Photography and America’s westward expansion grew up and out together. The same year that Louis Daguerre announced his process for capturing images, journalist John L. O’Sullivan wrote of the United States’ “divine destiny” to spread across the hemisphere. As Charles Wheatstone unveiled his stereoscope, the Army was relocating the Cherokee by force from southern states to present day Oklahoma along the “Trail of Tears.” And as stereographic scenes became popular means of entertainment, virtual travel, and education, few places seemed as dramatic or exotic as the wild lands beyond the Mississippi River.

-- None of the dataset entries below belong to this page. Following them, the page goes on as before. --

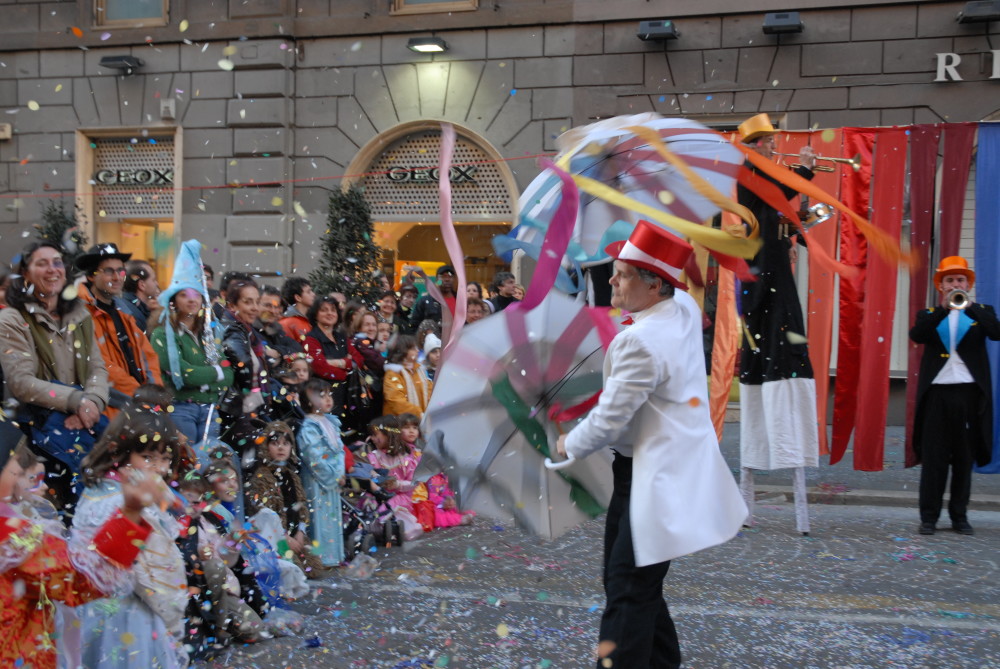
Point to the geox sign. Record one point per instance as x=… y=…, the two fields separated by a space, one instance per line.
x=457 y=174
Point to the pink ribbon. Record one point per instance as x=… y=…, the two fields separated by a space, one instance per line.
x=451 y=241
x=556 y=242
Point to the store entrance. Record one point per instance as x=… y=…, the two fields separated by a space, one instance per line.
x=148 y=239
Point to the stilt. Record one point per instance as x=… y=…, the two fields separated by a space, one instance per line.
x=801 y=501
x=747 y=489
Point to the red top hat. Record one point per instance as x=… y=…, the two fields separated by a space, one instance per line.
x=652 y=247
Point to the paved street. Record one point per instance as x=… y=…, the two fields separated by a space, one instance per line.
x=864 y=591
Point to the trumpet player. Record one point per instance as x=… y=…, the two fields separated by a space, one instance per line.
x=953 y=424
x=778 y=426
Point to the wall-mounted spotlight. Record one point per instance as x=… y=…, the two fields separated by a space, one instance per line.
x=427 y=45
x=777 y=23
x=651 y=31
x=127 y=64
x=980 y=11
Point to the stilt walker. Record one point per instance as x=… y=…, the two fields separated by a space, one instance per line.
x=778 y=426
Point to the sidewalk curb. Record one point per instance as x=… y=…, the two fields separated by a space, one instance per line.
x=871 y=497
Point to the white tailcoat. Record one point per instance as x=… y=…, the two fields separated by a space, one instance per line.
x=654 y=408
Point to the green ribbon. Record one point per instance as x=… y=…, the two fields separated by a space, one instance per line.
x=531 y=428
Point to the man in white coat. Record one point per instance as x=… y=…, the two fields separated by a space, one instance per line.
x=653 y=412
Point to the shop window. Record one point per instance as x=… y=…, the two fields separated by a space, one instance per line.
x=433 y=6
x=126 y=13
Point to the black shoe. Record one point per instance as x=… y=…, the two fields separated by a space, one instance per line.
x=963 y=528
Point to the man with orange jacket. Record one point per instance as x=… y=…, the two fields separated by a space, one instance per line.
x=128 y=355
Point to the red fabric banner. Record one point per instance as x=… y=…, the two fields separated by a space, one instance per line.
x=855 y=193
x=954 y=178
x=880 y=304
x=819 y=305
x=924 y=141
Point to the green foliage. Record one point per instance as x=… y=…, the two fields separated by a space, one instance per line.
x=350 y=256
x=61 y=227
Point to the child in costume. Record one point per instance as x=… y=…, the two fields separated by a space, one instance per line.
x=146 y=627
x=209 y=555
x=406 y=388
x=273 y=484
x=323 y=471
x=436 y=490
x=392 y=454
x=38 y=565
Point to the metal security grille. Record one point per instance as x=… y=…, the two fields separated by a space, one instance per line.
x=133 y=177
x=402 y=182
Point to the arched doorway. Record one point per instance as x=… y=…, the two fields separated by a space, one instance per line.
x=398 y=171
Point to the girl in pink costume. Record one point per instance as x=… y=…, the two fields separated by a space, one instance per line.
x=400 y=460
x=446 y=513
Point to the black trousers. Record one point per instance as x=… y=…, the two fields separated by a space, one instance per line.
x=636 y=619
x=950 y=433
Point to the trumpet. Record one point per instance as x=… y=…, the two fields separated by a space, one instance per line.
x=854 y=162
x=958 y=299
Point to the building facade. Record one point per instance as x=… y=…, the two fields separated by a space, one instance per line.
x=231 y=121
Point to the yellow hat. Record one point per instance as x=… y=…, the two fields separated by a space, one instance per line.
x=754 y=127
x=953 y=265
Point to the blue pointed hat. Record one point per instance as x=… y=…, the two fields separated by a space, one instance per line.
x=188 y=273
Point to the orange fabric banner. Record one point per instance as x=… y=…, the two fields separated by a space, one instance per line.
x=726 y=343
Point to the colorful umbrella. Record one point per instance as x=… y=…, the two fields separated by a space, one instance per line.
x=488 y=423
x=673 y=171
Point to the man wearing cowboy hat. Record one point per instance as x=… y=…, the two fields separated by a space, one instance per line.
x=778 y=427
x=127 y=353
x=679 y=497
x=953 y=424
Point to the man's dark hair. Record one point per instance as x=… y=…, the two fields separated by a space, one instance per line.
x=229 y=277
x=498 y=280
x=136 y=271
x=293 y=288
x=666 y=288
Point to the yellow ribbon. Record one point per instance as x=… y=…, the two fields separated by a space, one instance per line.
x=716 y=240
x=701 y=185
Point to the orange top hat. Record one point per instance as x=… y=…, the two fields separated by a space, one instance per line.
x=953 y=265
x=652 y=247
x=755 y=127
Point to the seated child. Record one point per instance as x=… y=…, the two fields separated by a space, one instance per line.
x=209 y=556
x=261 y=583
x=323 y=470
x=50 y=568
x=393 y=455
x=439 y=494
x=140 y=441
x=273 y=484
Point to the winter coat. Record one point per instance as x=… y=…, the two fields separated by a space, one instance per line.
x=654 y=408
x=20 y=361
x=201 y=380
x=406 y=392
x=114 y=359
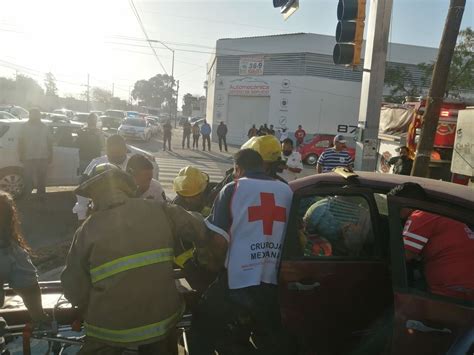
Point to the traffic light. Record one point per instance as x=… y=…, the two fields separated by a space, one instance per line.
x=349 y=32
x=287 y=7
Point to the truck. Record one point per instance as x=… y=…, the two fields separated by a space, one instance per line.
x=462 y=162
x=400 y=125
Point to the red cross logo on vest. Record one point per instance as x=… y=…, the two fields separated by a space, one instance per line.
x=267 y=212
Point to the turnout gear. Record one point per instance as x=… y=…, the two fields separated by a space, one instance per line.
x=190 y=182
x=267 y=146
x=119 y=270
x=105 y=177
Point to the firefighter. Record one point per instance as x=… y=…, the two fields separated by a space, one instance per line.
x=119 y=270
x=191 y=187
x=269 y=149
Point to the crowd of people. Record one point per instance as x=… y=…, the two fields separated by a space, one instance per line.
x=131 y=235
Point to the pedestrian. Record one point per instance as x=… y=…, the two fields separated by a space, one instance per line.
x=284 y=134
x=299 y=135
x=141 y=169
x=206 y=135
x=271 y=130
x=443 y=245
x=186 y=133
x=89 y=141
x=118 y=270
x=221 y=135
x=116 y=153
x=245 y=283
x=253 y=132
x=16 y=267
x=196 y=134
x=294 y=165
x=35 y=150
x=167 y=133
x=403 y=163
x=335 y=157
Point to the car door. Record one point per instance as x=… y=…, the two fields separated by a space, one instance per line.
x=424 y=323
x=330 y=303
x=64 y=168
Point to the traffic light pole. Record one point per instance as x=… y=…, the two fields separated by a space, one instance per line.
x=373 y=76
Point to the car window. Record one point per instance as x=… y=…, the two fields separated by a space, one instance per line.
x=3 y=129
x=322 y=144
x=335 y=226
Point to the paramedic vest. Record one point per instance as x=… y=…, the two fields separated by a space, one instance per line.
x=260 y=210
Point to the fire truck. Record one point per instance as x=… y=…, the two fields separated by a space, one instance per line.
x=400 y=125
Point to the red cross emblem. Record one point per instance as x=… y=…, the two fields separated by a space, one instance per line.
x=267 y=212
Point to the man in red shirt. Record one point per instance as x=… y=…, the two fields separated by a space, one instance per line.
x=299 y=135
x=445 y=246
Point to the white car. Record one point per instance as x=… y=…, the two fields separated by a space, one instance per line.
x=64 y=111
x=64 y=169
x=81 y=117
x=135 y=128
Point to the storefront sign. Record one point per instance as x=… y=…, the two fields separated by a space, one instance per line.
x=251 y=66
x=249 y=87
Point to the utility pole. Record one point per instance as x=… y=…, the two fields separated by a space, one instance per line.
x=373 y=76
x=88 y=93
x=438 y=87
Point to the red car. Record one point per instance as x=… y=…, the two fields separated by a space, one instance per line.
x=310 y=151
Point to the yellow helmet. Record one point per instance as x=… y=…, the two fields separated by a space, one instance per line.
x=267 y=146
x=190 y=181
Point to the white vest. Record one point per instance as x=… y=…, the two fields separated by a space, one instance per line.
x=260 y=211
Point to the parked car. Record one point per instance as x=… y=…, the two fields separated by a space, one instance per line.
x=155 y=125
x=311 y=150
x=81 y=117
x=16 y=111
x=135 y=128
x=7 y=116
x=113 y=118
x=334 y=303
x=64 y=169
x=63 y=111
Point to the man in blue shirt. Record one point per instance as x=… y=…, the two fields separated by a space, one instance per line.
x=335 y=157
x=206 y=135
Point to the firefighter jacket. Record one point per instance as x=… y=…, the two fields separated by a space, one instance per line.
x=119 y=270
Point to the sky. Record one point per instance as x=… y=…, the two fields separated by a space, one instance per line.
x=102 y=39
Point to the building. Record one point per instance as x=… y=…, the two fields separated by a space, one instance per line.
x=290 y=79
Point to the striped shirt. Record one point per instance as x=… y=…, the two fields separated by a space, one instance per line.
x=331 y=159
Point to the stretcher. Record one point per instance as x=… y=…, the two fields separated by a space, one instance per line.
x=65 y=330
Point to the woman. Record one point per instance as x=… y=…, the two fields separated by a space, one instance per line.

In recent years, several museums and other institutions have digitized their stereograph collections, including the Library of Congress, the New York Public Library, the Boston Public Library, and the National Archives. After Joshua Heineman gained some attention turning the New York Public Library’s stereographs into animated gifs, the library’s labs team upped the stakes by creating the Stereograminator—a tool that lets users quickly turns stereographs into gifs or red-cyan anaglyphs. (For the images below, we needed a higher resolution than Stereograminator allows and used Photoshop instead.)
The collections’ subject matter is vast, with landscapes, architecture, and portraits from around the world. But a western aesthetic dominates Stereograminator’s list of most popular images, with scenes ranging from the documentary (land surveys of Yellowstone) to staged (drama at the edge of the Grand Canyon) to imagined (Wild West shows).